Does anyone have information on the Univega Gran Tourismo line of bikes...I purchased mine in the early to mid 80s as best as I can recall, it has been rebuilt several times with traditional friction shifters etc..and I am now considering up grading to new components and wheels and using the bike for a European Tour late this summer...I am just wonder if its worth the investment.
I appreciate everyones help and input.
It's lugged steel, isn't it? Nothing really better for touring.
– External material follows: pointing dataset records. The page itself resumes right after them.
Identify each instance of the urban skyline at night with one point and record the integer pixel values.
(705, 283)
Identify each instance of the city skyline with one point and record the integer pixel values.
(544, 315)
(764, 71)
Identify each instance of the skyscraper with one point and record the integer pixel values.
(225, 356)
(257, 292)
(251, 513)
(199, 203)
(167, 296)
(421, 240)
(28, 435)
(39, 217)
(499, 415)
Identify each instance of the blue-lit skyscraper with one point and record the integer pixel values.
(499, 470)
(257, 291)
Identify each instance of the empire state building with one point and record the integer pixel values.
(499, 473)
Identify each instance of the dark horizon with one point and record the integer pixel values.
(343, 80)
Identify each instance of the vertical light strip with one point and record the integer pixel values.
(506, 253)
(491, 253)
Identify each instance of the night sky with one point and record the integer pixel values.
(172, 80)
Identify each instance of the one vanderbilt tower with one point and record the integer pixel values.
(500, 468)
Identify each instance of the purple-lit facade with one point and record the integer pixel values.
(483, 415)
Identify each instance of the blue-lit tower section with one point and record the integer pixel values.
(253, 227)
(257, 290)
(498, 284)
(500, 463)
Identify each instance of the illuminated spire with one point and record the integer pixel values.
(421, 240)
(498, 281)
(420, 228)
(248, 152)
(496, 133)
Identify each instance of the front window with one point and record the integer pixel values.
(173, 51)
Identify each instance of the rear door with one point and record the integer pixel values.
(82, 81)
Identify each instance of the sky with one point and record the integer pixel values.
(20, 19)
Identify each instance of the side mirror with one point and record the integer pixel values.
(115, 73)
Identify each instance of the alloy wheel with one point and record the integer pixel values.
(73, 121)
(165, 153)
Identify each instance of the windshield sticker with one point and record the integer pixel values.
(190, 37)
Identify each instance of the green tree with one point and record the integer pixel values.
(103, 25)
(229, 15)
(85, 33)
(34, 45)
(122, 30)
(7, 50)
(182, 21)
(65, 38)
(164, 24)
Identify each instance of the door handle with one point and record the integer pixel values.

How does it ride right now?
I'd say new hand built wheels would be a good start, but keep the rest of the drivetrain if it's in good shape. Friction works fine. So new wheels, new cables, repack and check the headset, a good set of panniers if you don't already have them. And the most important thing.......
.....the cash to enjoy Europe! Don't spend too much money on the bike, because touring isn't really about bikes. It's about your good time. Get the Univega upgraded/tuned enough to make the trip with breaking down and stay away from fancy, silly, cash draining upgrades. Spend your money enjoying the trip of a lifetime
Most of the real hardcore tour riders I personally know have crappy old MTBs. They spend most of their time/money on the ride, not the bike!
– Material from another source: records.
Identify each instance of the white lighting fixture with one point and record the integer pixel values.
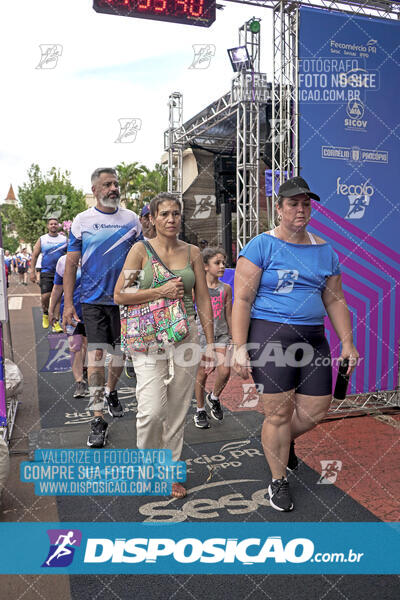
(239, 57)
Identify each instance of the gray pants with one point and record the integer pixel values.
(162, 409)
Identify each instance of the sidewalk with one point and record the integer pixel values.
(227, 480)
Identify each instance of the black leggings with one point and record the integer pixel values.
(286, 357)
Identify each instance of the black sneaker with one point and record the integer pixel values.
(215, 407)
(201, 419)
(80, 389)
(98, 434)
(279, 495)
(129, 369)
(114, 406)
(293, 461)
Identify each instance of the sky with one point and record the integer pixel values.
(109, 68)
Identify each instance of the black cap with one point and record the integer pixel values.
(294, 186)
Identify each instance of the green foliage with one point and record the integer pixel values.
(139, 185)
(7, 227)
(43, 196)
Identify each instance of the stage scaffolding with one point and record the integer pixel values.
(249, 90)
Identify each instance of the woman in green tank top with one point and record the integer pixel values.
(162, 408)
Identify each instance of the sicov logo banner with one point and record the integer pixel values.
(349, 73)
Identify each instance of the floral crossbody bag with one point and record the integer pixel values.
(157, 325)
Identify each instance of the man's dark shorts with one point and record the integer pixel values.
(102, 324)
(46, 282)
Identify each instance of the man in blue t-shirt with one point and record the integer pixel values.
(51, 245)
(101, 237)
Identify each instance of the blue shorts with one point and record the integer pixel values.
(286, 357)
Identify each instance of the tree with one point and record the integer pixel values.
(43, 196)
(153, 182)
(139, 185)
(10, 242)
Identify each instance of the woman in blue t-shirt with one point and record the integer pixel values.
(286, 281)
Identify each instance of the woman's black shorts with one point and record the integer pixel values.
(286, 357)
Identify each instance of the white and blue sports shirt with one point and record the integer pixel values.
(59, 280)
(104, 240)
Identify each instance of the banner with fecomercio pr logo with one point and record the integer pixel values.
(349, 151)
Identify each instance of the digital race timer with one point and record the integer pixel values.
(188, 12)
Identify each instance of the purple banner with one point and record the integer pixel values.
(3, 409)
(349, 72)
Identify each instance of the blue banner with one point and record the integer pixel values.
(349, 74)
(227, 548)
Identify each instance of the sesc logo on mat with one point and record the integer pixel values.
(62, 547)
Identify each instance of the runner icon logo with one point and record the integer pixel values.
(329, 471)
(357, 206)
(251, 393)
(62, 547)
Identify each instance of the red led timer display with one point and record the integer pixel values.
(189, 12)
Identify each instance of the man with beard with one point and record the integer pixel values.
(101, 236)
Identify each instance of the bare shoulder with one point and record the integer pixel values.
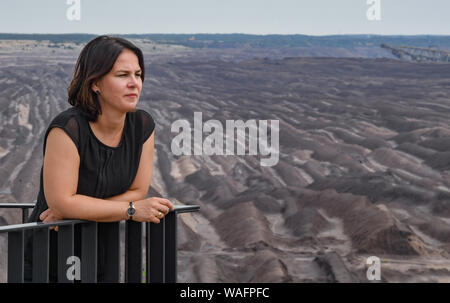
(59, 142)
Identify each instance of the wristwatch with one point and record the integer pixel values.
(131, 211)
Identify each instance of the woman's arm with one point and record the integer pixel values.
(139, 188)
(60, 174)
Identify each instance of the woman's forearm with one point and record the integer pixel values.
(92, 209)
(130, 196)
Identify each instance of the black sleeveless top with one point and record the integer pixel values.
(104, 172)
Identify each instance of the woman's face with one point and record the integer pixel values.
(121, 87)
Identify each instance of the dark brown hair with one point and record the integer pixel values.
(96, 60)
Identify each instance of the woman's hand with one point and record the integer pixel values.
(50, 215)
(151, 209)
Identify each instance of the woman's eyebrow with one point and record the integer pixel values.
(126, 71)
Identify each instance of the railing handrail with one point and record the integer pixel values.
(160, 252)
(178, 209)
(17, 205)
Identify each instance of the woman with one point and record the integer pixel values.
(98, 154)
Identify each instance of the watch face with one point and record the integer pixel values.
(131, 211)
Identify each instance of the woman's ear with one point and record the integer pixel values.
(95, 88)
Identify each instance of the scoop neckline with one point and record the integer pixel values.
(103, 144)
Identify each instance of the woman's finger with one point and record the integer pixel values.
(44, 214)
(166, 203)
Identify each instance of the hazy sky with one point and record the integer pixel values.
(311, 17)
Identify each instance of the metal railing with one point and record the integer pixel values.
(160, 249)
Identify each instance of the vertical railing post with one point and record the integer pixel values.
(24, 214)
(155, 252)
(16, 257)
(89, 252)
(65, 250)
(171, 248)
(111, 234)
(133, 252)
(41, 245)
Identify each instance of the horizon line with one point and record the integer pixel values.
(248, 34)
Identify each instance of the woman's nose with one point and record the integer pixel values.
(134, 81)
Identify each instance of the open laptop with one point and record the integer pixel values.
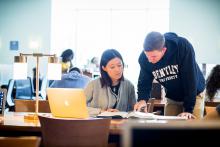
(67, 102)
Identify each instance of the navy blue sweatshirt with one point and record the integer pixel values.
(177, 71)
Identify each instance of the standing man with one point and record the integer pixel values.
(170, 60)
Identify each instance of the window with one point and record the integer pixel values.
(91, 27)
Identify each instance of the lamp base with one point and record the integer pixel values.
(31, 116)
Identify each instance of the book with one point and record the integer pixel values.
(136, 114)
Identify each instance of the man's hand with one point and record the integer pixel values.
(187, 115)
(141, 106)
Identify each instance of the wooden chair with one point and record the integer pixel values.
(3, 101)
(30, 141)
(29, 106)
(57, 132)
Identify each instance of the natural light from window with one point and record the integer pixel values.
(91, 26)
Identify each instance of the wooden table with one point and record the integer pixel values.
(13, 123)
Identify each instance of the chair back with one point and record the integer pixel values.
(59, 132)
(30, 141)
(10, 98)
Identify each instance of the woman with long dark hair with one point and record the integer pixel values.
(110, 92)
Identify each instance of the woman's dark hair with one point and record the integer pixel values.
(67, 55)
(213, 82)
(108, 55)
(75, 69)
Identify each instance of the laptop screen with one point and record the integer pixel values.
(67, 102)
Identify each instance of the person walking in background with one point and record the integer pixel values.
(73, 79)
(67, 57)
(213, 91)
(110, 92)
(170, 60)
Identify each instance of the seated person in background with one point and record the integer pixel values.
(94, 65)
(212, 90)
(110, 92)
(73, 79)
(67, 57)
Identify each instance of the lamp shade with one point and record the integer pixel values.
(20, 71)
(20, 67)
(54, 71)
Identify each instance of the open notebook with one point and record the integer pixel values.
(67, 102)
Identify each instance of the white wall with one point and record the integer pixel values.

Tacomee....sounds like great advice...I appreciate the suggestion..
I just picked up a Gran Turismo frameset. Lugged, triple-butted CroMo main tubes, CroMo stays, Mangalight forks. Lots of brazeons, a 41.5 inch wheelbase, 17.5 inch chainstays, but an 11 inch bottom bracket (which I find really baffling, considering that the bike is otherwise a well-thought out touring bike). Apparently built by Miyata on a Ben Lawee design, and imported to the U.S. by Lawee.
Originally Posted by SteverMD
As far as I can tell, introduced in 1986 at a price of $399 (equivalent to $683.48 in 2005).
That's about all I know at this point.
And now a question of my own-- Does anybody know what steel was used for these bikes?